I’m also working on a model generator based on CSP (http://www.lirmm.fr/~ferdjoukh/english/research.html).
I want to know how your tool is able to fill an Ereference between two EClasses ?
And how two models are different ? Do you quantify this difference ?
What about OCL constraints ?
Best Regards
Adel
Hi Adel,
can you elaborate a bit more your question? I don’t know exactly what are your doubts…
Just for summarizing, as I explained before, the process is as follows:
First, the full containment tree is populated and all the attributes are filled. Mandatory attributes are initialized, and optional attributes maybe initialized (or not) randomly). Additionally, whenever an EObject is created, it is added to an index. This index is a map whose keys are the metamodel EClasses and the values are lists containing all the instances of the EClass.
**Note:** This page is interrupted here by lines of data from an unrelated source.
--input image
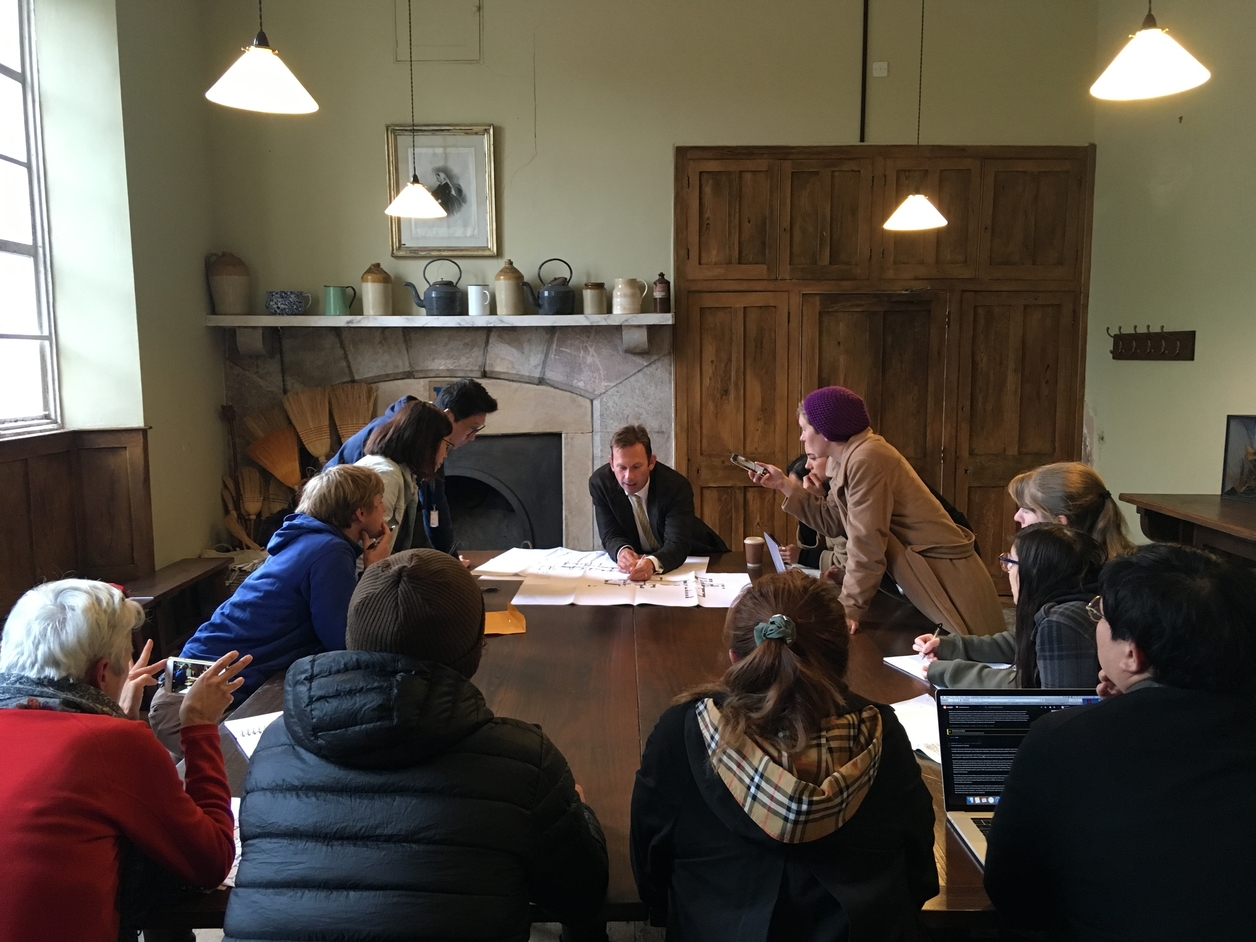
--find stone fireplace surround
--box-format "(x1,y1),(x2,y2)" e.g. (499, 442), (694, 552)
(224, 327), (673, 549)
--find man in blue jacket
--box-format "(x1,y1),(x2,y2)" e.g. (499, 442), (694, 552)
(148, 465), (389, 756)
(327, 379), (497, 556)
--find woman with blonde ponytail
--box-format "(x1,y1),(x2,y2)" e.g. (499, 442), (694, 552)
(1007, 461), (1134, 559)
(632, 570), (938, 942)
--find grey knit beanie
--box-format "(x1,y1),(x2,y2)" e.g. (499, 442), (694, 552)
(344, 549), (484, 677)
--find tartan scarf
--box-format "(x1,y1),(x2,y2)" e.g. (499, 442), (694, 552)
(696, 700), (882, 844)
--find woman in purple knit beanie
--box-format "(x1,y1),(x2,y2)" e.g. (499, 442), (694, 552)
(749, 386), (1004, 634)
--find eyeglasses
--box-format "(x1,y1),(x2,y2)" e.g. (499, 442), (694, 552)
(1086, 595), (1103, 624)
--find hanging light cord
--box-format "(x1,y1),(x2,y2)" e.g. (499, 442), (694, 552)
(409, 0), (418, 183)
(916, 0), (924, 147)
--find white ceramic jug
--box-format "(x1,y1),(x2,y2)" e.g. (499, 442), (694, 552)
(610, 278), (649, 314)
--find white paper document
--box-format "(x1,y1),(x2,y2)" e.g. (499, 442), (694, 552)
(891, 693), (942, 764)
(222, 711), (284, 759)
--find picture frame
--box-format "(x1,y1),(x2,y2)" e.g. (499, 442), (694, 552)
(1221, 416), (1256, 501)
(387, 124), (497, 259)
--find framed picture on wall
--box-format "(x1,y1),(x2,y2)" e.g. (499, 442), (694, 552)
(388, 124), (497, 259)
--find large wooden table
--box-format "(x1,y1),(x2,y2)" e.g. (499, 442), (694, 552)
(146, 553), (996, 928)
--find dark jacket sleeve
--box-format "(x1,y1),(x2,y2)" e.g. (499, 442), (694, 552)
(629, 703), (693, 926)
(985, 717), (1056, 928)
(528, 734), (609, 924)
(589, 472), (638, 561)
(651, 472), (697, 573)
(418, 468), (457, 556)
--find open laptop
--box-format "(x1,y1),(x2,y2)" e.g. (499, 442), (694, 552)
(934, 688), (1099, 867)
(764, 530), (820, 579)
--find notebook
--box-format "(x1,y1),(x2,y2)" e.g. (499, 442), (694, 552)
(936, 688), (1099, 867)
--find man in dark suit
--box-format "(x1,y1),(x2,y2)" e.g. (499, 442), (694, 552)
(986, 544), (1256, 942)
(589, 426), (728, 582)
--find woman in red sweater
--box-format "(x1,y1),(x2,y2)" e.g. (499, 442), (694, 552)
(0, 579), (250, 942)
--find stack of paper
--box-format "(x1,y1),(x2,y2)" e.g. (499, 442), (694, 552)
(891, 693), (942, 764)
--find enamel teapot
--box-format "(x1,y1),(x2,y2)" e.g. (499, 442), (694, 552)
(406, 259), (462, 318)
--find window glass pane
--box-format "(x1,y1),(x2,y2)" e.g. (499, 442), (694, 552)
(0, 161), (33, 245)
(0, 340), (48, 422)
(0, 252), (43, 334)
(0, 75), (26, 161)
(0, 0), (21, 72)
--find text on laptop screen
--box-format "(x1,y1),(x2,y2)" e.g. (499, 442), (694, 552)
(937, 690), (1099, 811)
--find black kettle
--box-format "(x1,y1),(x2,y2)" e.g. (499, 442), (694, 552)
(406, 259), (462, 318)
(536, 259), (575, 314)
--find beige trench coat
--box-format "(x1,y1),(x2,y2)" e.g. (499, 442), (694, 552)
(784, 430), (1006, 634)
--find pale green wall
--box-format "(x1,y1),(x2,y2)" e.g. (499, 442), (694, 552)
(34, 0), (143, 428)
(205, 0), (1095, 308)
(117, 0), (226, 566)
(1086, 0), (1256, 533)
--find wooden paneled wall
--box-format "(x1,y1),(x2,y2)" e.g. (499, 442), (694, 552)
(674, 144), (1095, 592)
(0, 428), (153, 624)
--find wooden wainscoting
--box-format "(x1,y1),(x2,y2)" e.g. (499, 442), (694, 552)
(0, 428), (154, 614)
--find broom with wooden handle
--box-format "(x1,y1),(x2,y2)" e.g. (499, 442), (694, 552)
(245, 426), (301, 487)
(328, 383), (376, 442)
(240, 406), (290, 442)
(280, 386), (332, 469)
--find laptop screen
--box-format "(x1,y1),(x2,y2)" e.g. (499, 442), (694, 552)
(937, 690), (1099, 811)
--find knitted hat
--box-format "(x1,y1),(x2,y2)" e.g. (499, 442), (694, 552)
(344, 549), (484, 677)
(803, 386), (872, 442)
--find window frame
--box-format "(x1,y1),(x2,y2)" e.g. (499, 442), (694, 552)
(0, 0), (63, 438)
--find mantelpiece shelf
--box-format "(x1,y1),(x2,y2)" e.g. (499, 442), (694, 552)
(205, 314), (676, 328)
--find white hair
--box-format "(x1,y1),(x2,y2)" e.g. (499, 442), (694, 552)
(0, 579), (144, 681)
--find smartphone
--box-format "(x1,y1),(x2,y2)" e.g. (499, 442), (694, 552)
(165, 657), (214, 695)
(728, 455), (767, 475)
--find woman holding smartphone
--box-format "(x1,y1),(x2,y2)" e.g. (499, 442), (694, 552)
(747, 386), (1006, 634)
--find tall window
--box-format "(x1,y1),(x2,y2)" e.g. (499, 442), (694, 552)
(0, 0), (60, 437)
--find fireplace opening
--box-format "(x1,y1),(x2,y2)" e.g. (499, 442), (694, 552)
(445, 435), (563, 550)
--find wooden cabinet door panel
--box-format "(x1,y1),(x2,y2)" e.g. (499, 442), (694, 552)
(685, 160), (780, 279)
(685, 291), (798, 549)
(801, 294), (947, 490)
(956, 291), (1078, 594)
(873, 157), (981, 279)
(981, 160), (1085, 281)
(780, 157), (873, 280)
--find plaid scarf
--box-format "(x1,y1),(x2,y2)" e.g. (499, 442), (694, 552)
(696, 700), (880, 844)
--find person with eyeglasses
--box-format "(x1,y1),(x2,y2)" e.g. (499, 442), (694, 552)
(354, 399), (453, 553)
(985, 543), (1256, 942)
(913, 524), (1104, 687)
(327, 379), (497, 564)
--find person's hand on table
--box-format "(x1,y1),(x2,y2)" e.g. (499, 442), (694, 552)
(615, 546), (641, 573)
(178, 651), (252, 726)
(362, 526), (392, 569)
(628, 556), (654, 583)
(118, 638), (166, 720)
(912, 634), (939, 661)
(1095, 671), (1120, 697)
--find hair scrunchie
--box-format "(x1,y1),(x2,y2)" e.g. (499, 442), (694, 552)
(755, 615), (798, 648)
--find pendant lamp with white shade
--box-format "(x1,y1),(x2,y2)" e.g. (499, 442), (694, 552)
(205, 0), (318, 114)
(384, 0), (448, 219)
(1090, 0), (1212, 102)
(882, 0), (946, 232)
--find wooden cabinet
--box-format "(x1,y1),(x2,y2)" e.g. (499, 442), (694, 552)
(685, 161), (779, 278)
(974, 160), (1085, 281)
(674, 146), (1094, 582)
(801, 294), (947, 487)
(681, 291), (800, 548)
(955, 291), (1079, 590)
(874, 157), (981, 279)
(780, 157), (873, 280)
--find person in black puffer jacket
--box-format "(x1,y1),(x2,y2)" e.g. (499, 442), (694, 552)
(225, 550), (607, 942)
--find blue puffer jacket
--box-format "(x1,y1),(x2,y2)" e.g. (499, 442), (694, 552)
(225, 651), (607, 942)
(180, 514), (362, 703)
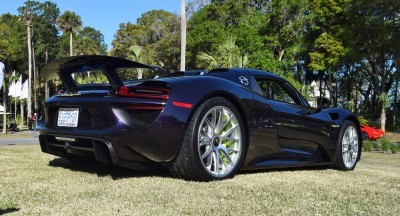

Second, the cross references are filled based on the type information. This process traverses the whole model, taking one EObject at a time, and for each element checks the EStructuralFeatures that should be filled. The EStructuralFeatures have a type, so that, when it has to be populated (whteher because it’s mandatory or because the random generator says so) an existing EObject of the right type is picked up from the index.
Regarding about having different models… we rely on the pseudo-random number generator. We only seed the generator at the beginning, and we keep getting values from it according the uniform distribution for every operation that needs randomness. Regarding quantifying the difference… no, we don’t do it.
Regarding the OCL constraints… no, we don’t consider them either.